California State Transportation Agency Secretary David S. Kim and California Department of Food and Agriculture Secretary Karen Ross sent a letter in early January 2021 to leading ocean carriers “requesting they take full advantage of underutilized California ports, including the Port of Oakland, to increase capacity for agricultural exports and help relieve supply chain congestion in the San Pedro Bay.” To no avail.

The CNBC investigation found:

“Shipping carriers rejected U.S. agricultural export containers worth hundreds of millions of dollars during October and November, instead sending empty containers to China to be filled with more profitable Chinese exports.”

“Carriers rejected an estimated 177,938 containers known as TEUs (20-foot equivalent units) in October and November, according to the analysis of data compiled from the Census Bureau and the ports of Los Angeles, Long Beach, California, and New York and New Jersey.”

“According to port trade data, the total export container deficit for the ports of Long Beach and Los Angeles was 136,392 TEUs. An estimated 41,546 TEUs were denied out of the Port of New York and New Jersey. The total value lost export trade from those ports is $632 million.”

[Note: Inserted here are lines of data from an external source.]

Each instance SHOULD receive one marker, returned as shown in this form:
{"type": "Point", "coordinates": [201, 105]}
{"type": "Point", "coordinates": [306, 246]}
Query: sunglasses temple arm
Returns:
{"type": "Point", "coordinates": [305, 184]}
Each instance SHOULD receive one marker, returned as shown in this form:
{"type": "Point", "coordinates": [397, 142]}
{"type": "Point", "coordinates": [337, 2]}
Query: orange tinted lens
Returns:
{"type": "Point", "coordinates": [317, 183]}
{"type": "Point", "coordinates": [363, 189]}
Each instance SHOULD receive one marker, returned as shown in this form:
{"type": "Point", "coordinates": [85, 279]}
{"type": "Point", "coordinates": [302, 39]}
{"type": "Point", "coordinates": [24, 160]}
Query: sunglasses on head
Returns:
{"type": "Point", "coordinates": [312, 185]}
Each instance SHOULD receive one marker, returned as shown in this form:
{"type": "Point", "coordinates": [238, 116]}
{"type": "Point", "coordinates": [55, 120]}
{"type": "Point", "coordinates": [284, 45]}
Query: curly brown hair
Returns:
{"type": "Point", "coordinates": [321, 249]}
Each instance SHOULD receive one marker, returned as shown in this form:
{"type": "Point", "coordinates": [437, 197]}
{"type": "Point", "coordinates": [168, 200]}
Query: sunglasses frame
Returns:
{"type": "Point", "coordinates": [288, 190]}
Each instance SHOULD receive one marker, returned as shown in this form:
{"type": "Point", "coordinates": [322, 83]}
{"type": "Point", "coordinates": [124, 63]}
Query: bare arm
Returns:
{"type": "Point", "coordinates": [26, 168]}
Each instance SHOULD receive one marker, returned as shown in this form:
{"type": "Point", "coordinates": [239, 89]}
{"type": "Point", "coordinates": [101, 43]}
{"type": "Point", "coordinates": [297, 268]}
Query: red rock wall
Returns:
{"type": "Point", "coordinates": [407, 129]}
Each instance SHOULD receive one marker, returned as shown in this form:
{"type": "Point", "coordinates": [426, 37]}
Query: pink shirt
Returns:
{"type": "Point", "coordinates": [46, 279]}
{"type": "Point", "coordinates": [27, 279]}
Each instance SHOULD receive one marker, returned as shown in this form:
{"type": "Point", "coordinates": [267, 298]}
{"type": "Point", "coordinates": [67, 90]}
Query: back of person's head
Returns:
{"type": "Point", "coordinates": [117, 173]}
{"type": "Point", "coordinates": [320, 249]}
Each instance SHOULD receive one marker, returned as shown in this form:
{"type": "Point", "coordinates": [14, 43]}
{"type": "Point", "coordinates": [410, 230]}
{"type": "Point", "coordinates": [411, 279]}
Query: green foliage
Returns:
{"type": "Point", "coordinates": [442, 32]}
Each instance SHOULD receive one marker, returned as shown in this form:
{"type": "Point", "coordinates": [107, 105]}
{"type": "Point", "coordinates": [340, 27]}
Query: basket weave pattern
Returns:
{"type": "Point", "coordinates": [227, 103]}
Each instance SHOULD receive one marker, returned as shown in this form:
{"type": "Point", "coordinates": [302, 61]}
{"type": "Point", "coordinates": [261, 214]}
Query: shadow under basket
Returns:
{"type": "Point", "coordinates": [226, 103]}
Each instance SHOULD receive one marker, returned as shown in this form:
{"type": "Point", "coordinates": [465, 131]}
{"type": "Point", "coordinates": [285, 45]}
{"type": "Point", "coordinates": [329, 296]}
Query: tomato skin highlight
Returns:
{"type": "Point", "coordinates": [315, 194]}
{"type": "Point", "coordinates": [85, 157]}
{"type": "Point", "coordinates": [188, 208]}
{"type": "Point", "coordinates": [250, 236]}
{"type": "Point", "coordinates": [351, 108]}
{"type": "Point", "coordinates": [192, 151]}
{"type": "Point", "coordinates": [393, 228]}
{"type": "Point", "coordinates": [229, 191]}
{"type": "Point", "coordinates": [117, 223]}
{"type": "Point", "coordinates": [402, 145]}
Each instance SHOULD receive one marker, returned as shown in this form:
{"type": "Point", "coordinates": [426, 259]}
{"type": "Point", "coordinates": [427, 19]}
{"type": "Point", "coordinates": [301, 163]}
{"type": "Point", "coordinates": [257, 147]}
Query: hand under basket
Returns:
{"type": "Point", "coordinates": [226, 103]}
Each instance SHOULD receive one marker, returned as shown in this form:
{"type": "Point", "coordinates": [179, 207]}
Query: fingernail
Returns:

The Globe spoke with Aubrey Bettencourt of the Almond Alliance, who joined the alliance December 2021 in the middle of the crisis. “The 2020 almond crop ran long, so the pain of not having the 2021 crop hasn’t been felt yet,” she said. “But the global demand of almonds is huge.”

Bettencourt explained that for the retail side – the middle purveyor – they don’t care. “They will replace almonds on the store shelves with another snack.” So unless almonds are a part of a product, like Almond Milk, or almond flour, not everyone will experience the loss.

There are two other regions which grow almonds – Spain and Australia, Bettencourt said. And Australia is a major supplier to markets in the Asia-Pacific region, and has a free-trade agreement with China. Bettencourt said our second largest almond market is Germany, but Spain as a grower could supply the Germans.

California’s Congressional Delegation is working on this, especially after realizing the $2.1 billion loss of agriculture revenue in California because of this shipping crisis, Bettencourt said. And that means no tax revenue to the state on the $2.1 billion. The shipping and port crisis “has been almost one year to date. Last February/March 2021 was the last normal period at our ports,” Bettencourt added.

U.S. Senator John Thune (R-ND) and Rep. John Garamendi (D-CA) have bipartisan legislation addressing this crisis, but do California growers and ranchers have the time it takes to get legislation passed and into practice, even if Congress is moving fast?

And what happens if almond, walnut, citrus growers, and meat and dairy producers don’t deliver the contracted products? Everyone involved wants to know this answer.

Ironically, next week, trans-Pacific and global container shipping and logistics companies gather at a conference in Long Beach, California, billed as “The must-attend conference for the trans-Pacific and global container shipping and logistics community.” The cost to attend the conference varies between $895 up to $3,345, which does not include golf at Pelican Hill Newport Beach.